Op 2 oktober 1947, weken voor de partitiestemming die het begin zou betekenen van een Arabische oorlog tegen de Joden in Palestina, schreef Ben Gurion:
Dit is ons geboorteland; Het zijn niet als doorgangsvogels dat we ernaar terugkeren. Maar het is gelegen in een gebied dat wordt overspoeld door Arabisch sprekende volkeren, voornamelijk aanhangers van de islam. Nu, indien ooit, moeten we meer doen dan vrede met hen sluiten; We moeten samenwerking en alliantie op gelijke voorwaarden tot stand brengen. Praten over Arabisch-Joodse vriendschap klinkt fantastisch, want de Arabieren willen het niet. Ze willen ons behandelen zoals de Joden van Bagdad, Caïro en Damascus. (Niettemin) heeft de geschiedenis voorwaarden gecreëerd die Arabieren en Joden zullen dwingen samen te werken.
Gedurende het grootste deel van de afgelopen zeven decennia leken de woorden van Ben Gurion hopeloos optimistisch, aangezien de ene oorlog op de andere volgde en de Arabische acceptatie van Israëls bestaansrecht als Joodse staat leek voor altijd buiten bereik. Maar ondanks aanhoudende conflicten zijn er tekenen dat de situatie begint te veranderen.
Er zijn veel redenen voor cynisme. Terwijl de koude vrede van Israël met Egypte en Jordanië stand hield, zijn alle pogingen om in het reine te komen met de Palestijnse Arabieren gestrand op bloedvergieten en wederzijdse beschuldigingen.
Voor degenen onder ons die dachten dat er in 1993 een nieuw tijdperk aanbrak toen Yasser Arafat en Yitzchak Rabin elkaar de hand schudden op het gazon van het witte huis, was de ontgoocheling bijzonder bitter.

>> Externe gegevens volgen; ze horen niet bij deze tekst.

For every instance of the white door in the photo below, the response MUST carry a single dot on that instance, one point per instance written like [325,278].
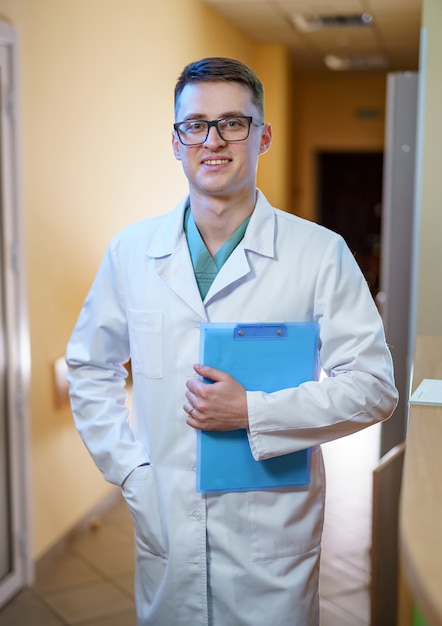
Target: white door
[15,550]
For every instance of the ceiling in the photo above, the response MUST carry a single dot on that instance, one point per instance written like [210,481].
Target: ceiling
[390,42]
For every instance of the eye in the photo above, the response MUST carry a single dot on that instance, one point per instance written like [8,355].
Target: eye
[234,123]
[193,126]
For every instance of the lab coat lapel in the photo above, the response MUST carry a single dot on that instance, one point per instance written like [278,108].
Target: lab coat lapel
[170,254]
[258,239]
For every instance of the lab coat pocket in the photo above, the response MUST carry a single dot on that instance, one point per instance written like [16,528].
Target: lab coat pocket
[284,523]
[146,339]
[140,493]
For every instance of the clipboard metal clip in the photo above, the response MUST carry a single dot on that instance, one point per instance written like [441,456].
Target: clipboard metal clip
[261,331]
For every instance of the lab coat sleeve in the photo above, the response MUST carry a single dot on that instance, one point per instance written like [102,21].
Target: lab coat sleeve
[96,353]
[358,388]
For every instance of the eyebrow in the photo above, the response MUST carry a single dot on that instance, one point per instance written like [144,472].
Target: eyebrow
[201,116]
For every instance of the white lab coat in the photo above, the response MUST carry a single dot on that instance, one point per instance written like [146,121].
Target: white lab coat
[237,559]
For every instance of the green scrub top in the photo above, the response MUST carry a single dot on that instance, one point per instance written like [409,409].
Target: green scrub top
[206,266]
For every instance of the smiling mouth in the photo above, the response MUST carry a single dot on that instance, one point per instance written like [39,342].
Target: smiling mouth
[215,161]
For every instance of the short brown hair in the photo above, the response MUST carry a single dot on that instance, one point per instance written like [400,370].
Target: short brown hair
[224,69]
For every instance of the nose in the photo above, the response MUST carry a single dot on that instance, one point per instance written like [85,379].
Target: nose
[213,137]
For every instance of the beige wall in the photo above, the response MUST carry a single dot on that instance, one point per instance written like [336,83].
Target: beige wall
[429,316]
[97,80]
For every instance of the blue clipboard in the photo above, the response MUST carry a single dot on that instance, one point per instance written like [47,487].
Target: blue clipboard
[262,357]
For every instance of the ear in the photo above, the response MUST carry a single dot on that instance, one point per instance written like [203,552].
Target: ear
[176,146]
[266,139]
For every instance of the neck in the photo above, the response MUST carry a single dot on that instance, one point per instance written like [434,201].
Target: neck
[217,218]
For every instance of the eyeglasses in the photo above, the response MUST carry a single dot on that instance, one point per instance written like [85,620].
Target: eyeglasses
[232,128]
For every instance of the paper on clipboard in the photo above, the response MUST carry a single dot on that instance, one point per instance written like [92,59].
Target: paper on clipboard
[266,357]
[429,393]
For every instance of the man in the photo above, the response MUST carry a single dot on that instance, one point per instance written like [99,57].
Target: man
[224,254]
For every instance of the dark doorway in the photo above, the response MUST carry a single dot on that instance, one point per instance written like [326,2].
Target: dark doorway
[350,203]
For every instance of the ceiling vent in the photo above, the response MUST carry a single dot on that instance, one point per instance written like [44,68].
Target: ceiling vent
[310,23]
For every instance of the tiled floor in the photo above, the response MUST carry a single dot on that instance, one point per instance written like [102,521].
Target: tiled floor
[88,582]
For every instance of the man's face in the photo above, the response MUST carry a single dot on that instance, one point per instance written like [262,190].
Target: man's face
[218,168]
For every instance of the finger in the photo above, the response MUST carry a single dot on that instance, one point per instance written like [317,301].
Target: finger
[211,373]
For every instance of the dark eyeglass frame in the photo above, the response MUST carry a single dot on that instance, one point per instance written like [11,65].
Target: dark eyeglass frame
[250,120]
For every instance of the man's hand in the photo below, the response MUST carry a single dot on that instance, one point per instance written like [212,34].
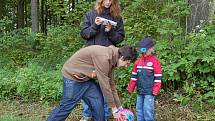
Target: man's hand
[108,27]
[117,114]
[98,21]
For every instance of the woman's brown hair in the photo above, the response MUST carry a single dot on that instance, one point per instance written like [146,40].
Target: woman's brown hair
[115,10]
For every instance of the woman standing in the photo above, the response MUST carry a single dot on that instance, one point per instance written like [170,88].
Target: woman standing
[96,32]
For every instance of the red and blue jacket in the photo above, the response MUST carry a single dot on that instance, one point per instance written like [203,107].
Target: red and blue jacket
[146,76]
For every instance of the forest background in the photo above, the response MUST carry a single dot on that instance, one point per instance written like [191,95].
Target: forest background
[38,36]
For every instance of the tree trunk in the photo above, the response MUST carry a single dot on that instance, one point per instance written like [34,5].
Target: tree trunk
[46,17]
[20,14]
[42,17]
[62,18]
[211,10]
[199,14]
[73,4]
[1,9]
[34,15]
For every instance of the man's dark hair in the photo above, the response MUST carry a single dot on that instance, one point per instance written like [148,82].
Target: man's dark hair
[128,53]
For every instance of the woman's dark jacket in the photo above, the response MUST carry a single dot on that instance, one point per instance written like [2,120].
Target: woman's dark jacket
[96,35]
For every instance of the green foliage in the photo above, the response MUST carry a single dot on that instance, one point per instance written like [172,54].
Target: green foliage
[34,73]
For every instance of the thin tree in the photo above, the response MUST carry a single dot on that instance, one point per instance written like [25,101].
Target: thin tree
[34,15]
[199,14]
[20,14]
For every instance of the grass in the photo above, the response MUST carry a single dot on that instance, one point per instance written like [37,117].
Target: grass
[166,110]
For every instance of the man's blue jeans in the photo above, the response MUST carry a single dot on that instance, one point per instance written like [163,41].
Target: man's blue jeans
[145,108]
[73,92]
[87,112]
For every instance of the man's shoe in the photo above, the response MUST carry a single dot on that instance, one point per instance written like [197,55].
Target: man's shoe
[84,118]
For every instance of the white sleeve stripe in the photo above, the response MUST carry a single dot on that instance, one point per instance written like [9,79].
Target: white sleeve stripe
[157,81]
[133,79]
[158,74]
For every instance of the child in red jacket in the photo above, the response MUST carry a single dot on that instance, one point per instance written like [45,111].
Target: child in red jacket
[146,77]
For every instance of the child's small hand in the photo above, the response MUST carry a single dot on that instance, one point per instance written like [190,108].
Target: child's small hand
[108,27]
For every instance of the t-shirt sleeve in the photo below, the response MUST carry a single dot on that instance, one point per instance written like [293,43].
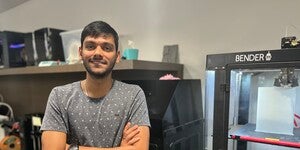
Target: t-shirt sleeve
[139,111]
[55,118]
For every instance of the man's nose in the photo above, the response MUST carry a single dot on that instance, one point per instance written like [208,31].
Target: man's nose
[99,50]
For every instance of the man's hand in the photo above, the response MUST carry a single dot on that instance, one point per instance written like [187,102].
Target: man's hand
[130,137]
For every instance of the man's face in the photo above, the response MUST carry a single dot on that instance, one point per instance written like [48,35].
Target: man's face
[99,55]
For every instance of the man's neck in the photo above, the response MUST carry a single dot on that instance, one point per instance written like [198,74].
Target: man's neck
[96,88]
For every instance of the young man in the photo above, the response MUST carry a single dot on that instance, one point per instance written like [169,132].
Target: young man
[98,113]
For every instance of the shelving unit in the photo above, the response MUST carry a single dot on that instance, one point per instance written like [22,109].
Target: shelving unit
[26,89]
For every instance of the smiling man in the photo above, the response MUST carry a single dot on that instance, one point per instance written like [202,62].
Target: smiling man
[98,113]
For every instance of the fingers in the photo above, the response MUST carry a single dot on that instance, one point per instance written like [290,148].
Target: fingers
[133,141]
[130,134]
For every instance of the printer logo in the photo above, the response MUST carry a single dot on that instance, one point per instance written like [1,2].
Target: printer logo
[268,56]
[253,57]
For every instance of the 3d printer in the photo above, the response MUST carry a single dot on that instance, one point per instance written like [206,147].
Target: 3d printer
[253,100]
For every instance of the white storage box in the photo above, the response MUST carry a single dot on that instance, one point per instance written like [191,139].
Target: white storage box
[71,43]
[275,112]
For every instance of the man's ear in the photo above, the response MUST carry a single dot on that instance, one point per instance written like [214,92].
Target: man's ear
[118,56]
[80,52]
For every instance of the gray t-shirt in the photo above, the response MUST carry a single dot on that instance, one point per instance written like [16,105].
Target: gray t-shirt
[95,122]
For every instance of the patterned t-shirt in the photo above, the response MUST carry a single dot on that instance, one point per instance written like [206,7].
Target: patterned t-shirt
[95,122]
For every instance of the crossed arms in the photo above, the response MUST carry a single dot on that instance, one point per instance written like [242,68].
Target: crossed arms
[134,138]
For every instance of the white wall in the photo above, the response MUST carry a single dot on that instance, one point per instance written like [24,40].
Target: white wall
[200,27]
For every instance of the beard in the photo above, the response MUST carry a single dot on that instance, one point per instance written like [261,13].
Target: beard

De moord op Yitzchak Rabin en de opkomst van terrorisme uit de Palestijnse Gebieden na 2000 gingen gepaard met de verklaring van Durban en een hernieuwde poging om de wereld ervan te overtuigen dat het zionisme kolonialistisch en racistisch was en om van Israël een internationale paria te maken.
Nu, in slechts een paar maanden, hebben we dramatische en bemoedigende ontwikkelingen gezien in de Israëlisch-Arabische betrekkingen. De normalisatieovereenkomst met de Verenigde Arabische Emiraten heeft razendsnel geleid tot sterk groeiende economische en politieke contacten.
De ontevredenheid van de Israëlische Arabieren over de Gezamenlijke Lijst, zoals verwoord door de burgemeester van Nazareth, werd gedeeltelijk aangewakkerd door hun standpunt tegen het vredesakkoord van de VAE, dat populair is bij veel van hun Israëlisch-Arabische aanhangers.
Nu de nieuwe ambassadeur van de Verenigde Arabische Emiraten zijn post opneemt en de Israëli’s zich opnieuw voorbereiden om naar de stembus te gaan, zien we misschien eindelijk het begin van dat tijdperk van Arabisch-Israëlische samenwerking, voorzien door David Ben Gurion.